The U.S. Securities and Exchange Commission (SEC) charged a trio of brokerage firms for alleged deficiencies in their programs to guard against identity theft.

Separately, the SEC charged J.P. Morgan Securities LLC, UBS Financial Services Inc., and TradeStation Securities Inc. for violating the regulator’s rules on spotting identity theft risks.

The regulator’s orders found that, from January 2017 to October 2019, the firms’ identity theft prevention programs “did not include reasonable policies and procedures to identify relevant red flags of identity theft in connection with customer accounts or to incorporate those red flags into their programs.”

The orders also found the firms didn’t have procedures to respond appropriately to red flags, or to ensure that their programs were updated to reflect evolving identity theft risks.

The firms all settled the cases without admitting or denying the SEC’s findings.

Each firm agreed to cease and desist from future violations and to pay monetary penalties.
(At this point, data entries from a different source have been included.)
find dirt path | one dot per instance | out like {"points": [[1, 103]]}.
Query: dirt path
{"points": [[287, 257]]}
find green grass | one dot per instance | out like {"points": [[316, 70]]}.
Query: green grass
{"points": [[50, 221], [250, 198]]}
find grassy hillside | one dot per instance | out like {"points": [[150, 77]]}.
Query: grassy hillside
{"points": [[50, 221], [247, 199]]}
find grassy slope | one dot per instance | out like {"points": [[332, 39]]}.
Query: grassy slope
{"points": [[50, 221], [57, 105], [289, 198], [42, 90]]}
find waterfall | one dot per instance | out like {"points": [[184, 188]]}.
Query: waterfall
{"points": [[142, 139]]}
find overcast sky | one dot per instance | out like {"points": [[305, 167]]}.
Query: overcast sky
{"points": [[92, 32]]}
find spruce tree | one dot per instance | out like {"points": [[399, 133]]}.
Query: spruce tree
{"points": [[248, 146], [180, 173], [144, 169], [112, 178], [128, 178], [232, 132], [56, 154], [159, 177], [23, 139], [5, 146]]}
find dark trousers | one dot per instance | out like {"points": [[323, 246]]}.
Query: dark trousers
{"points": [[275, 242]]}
JPMorgan agreed to pay US$1.2 million, UBS agreed to a US$925,000 penalty, and TradeStation to US$425,000.

“Today’s actions are reminders that broker-dealers and investment advisers must design and operate identity theft prevention programs that are appropriately tailored to their businesses and update them in response to the increased threat and changing nature of identity theft,” said Carolyn Welshhans, acting chief of the SEC enforcement division’s crypto assets and cyber unit.